Ligand
design problems involve searching chemical space for a molecule
with a set of desired properties. As chemical space is discrete, this
search must be conducted in a pointwise manner, separately investigating
one molecule at a time, which can be inefficient. We propose a method
called “Flexible Topology”, where a ligand is composed
of a set of shapeshifting “ghost” atoms, whose atomic
identities and connectivity can dynamically change over the course
of a simulation. Ghost atoms are guided toward their target positions
using a translation-, rotation-, and index-invariant restraint potential.

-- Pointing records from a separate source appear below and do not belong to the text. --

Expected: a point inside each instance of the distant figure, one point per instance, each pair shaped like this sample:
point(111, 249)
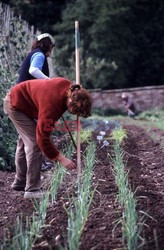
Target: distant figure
point(129, 105)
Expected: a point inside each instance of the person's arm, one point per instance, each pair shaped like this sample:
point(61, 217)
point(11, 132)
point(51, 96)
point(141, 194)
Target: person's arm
point(47, 147)
point(36, 65)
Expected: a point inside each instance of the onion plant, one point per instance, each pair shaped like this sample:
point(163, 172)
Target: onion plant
point(126, 198)
point(79, 207)
point(26, 233)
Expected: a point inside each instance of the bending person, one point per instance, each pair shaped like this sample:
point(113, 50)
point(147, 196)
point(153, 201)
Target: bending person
point(35, 99)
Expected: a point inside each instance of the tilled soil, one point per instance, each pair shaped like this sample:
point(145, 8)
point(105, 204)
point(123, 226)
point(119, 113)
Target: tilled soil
point(144, 162)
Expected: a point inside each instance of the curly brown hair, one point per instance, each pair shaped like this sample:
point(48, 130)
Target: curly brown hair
point(79, 101)
point(44, 44)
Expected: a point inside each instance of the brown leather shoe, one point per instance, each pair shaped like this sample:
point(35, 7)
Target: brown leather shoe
point(17, 187)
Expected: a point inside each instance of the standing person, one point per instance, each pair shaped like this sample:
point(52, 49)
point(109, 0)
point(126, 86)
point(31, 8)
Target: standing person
point(37, 99)
point(129, 105)
point(35, 66)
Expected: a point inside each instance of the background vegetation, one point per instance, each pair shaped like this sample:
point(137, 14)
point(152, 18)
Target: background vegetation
point(121, 40)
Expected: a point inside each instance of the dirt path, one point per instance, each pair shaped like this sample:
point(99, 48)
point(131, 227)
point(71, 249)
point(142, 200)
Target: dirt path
point(145, 164)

This is the first step toward a continuous model of chemical space,
where a dynamic simulation can move from one molecule to another by
following gradients of a potential energy function. This builds on
a substantial history of alchemy in the field of molecular dynamics
simulation, including the Lambda dynamics method developed by Brooks
and co-workers [X. Kong and C.L. Brooks III, J. Chem. Phys. 105, 2414
(1996)], but takes it to an extreme by associating a set of four dynamical
attributes with each shapeshifting ghost atom that control not only
its presence but also its atomic identity. Here, we outline the theoretical
details of this method, its implementation using the OpenMM simulation
package, and some preliminary studies of ghost particle assembly simulations
in vacuum. We examine a set of 10 small molecules, ranging in size
from 6 to 50 atoms, and show that Flexible Topology is able to consistently
assemble all of these molecules to high accuracy, beginning from randomly
initialized positions and attributes.